Il ne faut pas du retardement en ce qui est du service des pauvres. Si, à l'heure de votre oraison le matin, vous devez aller porter une médecine, oh, allez-y en repos. Offrez à Dieu votre action. Unissez votre intention à l'oraison qui se fait à la maison ou ailleurs et allez sans inquiétude. Si, quand vous serez de retour, votre commodité vous permet de faire quelque oraison ou lecture spirituelle, à la bonne heure, mais il ne faut point vous inquiéter ni croire avoir manqué, car on ne perd pas l'oraison quand on la quitte pour un sujet légitime.
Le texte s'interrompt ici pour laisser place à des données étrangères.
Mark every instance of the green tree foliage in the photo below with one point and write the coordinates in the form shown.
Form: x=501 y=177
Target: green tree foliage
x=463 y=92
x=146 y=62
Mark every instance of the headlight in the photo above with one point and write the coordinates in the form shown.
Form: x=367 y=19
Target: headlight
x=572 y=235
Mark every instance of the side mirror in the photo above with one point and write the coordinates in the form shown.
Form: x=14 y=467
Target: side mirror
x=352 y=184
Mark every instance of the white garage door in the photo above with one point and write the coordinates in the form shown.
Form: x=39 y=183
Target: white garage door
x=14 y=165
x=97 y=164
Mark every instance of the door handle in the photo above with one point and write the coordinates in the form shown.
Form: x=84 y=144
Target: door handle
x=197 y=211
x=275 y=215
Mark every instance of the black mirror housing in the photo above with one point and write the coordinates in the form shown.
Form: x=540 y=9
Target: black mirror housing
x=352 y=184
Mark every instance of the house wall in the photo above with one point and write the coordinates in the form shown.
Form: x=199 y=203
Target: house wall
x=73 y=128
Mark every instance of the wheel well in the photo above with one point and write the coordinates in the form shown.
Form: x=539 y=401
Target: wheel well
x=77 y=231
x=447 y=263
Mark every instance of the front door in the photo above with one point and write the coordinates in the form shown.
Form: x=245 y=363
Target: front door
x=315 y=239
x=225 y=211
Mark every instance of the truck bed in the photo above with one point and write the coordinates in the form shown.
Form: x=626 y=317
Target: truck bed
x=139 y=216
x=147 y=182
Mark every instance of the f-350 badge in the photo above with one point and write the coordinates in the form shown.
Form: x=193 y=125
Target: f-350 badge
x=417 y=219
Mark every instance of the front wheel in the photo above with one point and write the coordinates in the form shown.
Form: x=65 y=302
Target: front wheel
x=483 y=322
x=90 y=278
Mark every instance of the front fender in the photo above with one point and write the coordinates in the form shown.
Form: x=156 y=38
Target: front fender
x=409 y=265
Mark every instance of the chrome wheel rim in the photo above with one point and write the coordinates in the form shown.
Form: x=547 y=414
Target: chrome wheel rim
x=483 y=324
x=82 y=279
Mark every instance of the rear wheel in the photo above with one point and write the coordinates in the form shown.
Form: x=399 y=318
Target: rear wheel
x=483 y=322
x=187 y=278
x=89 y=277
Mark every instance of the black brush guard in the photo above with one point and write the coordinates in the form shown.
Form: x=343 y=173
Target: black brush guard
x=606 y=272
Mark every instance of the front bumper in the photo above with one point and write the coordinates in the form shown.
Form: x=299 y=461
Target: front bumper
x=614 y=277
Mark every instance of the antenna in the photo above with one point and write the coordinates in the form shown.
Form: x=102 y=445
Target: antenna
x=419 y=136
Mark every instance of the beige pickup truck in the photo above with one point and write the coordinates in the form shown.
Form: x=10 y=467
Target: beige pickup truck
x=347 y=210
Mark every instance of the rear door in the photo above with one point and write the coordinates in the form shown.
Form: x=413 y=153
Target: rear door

Et s'il y a un sujet légitime, c'est bien le service du prochain, car ce n'est point quitter Dieu que quitter Dieu pour Dieu. C'est-à-dire une œuvre de Dieu pour en faire une autre qui soit peut-être de plus grande obligation ou de plus grand mérite. Vous quittez l'oraison ou la lecture, vous perdez le silence pour assister un pauvre : sachez, mes filles, que faire tout cela c'est servir Dieu. Car, voyez-vous, la charité est par-dessus toutes les règles. Il faut que toutes les règles se rapportent à celle-là, car la charité est une grande dame et il faut faire ce qu'elle commande. Allons donc, et employons-nous avec un amour nouveau à servir les pauvres. Et même cherchons les plus pauvres et les plus abandonnés. Reconnaissons, devant Dieu, que ce sont nos seigneurs et nos maîtres et que nous sommes toujours indignes de leur rendre de petits services".

Frères et sœurs, souvent nous sommes pris par beaucoup de soucis. Peut-être que ce qui nous détourne de Dieu c'est que ces soucis sont nos soucis, le souci de notre bien-être ou de nos préoccupations. Mais quand les soucis qui nous assaillent sont le souci de nos frères, et surtout le souci des plus pauvres et des plus démunis d'entre les frères, reconnaissons Dieu en eux et sachons, comme vient de le dire admirablement saint Vincent de Paul que "on ne quitte pas Dieu pour Dieu" et que si nous allons rencontrer Dieu dans nos frères, nous ne le quittons pas.

Sachons donc reconnaître la présence de Dieu dans toutes les dimensions de notre vie et si nous ne savons pas la reconnaître, il faut peut-être nous rendre compte que notre vie n'est pas assez tournée vers l'amour de Dieu pour nos frères qui sont présence de Dieu pour nous, qu'il n'y a non pas distraction mais égoïsme dans notre vie et que c'est pour cela que nous ne pouvons pas être sans cesse en présence de Dieu. Mais si c'est vraiment pour l'amour de nos frères que nous vivons et que nous agissons, alors nous ne quittons pas véritablement la présence de Dieu. Nous sommes toujours avec Lui et nous devons savoir, à chaque pas, le reconnaître.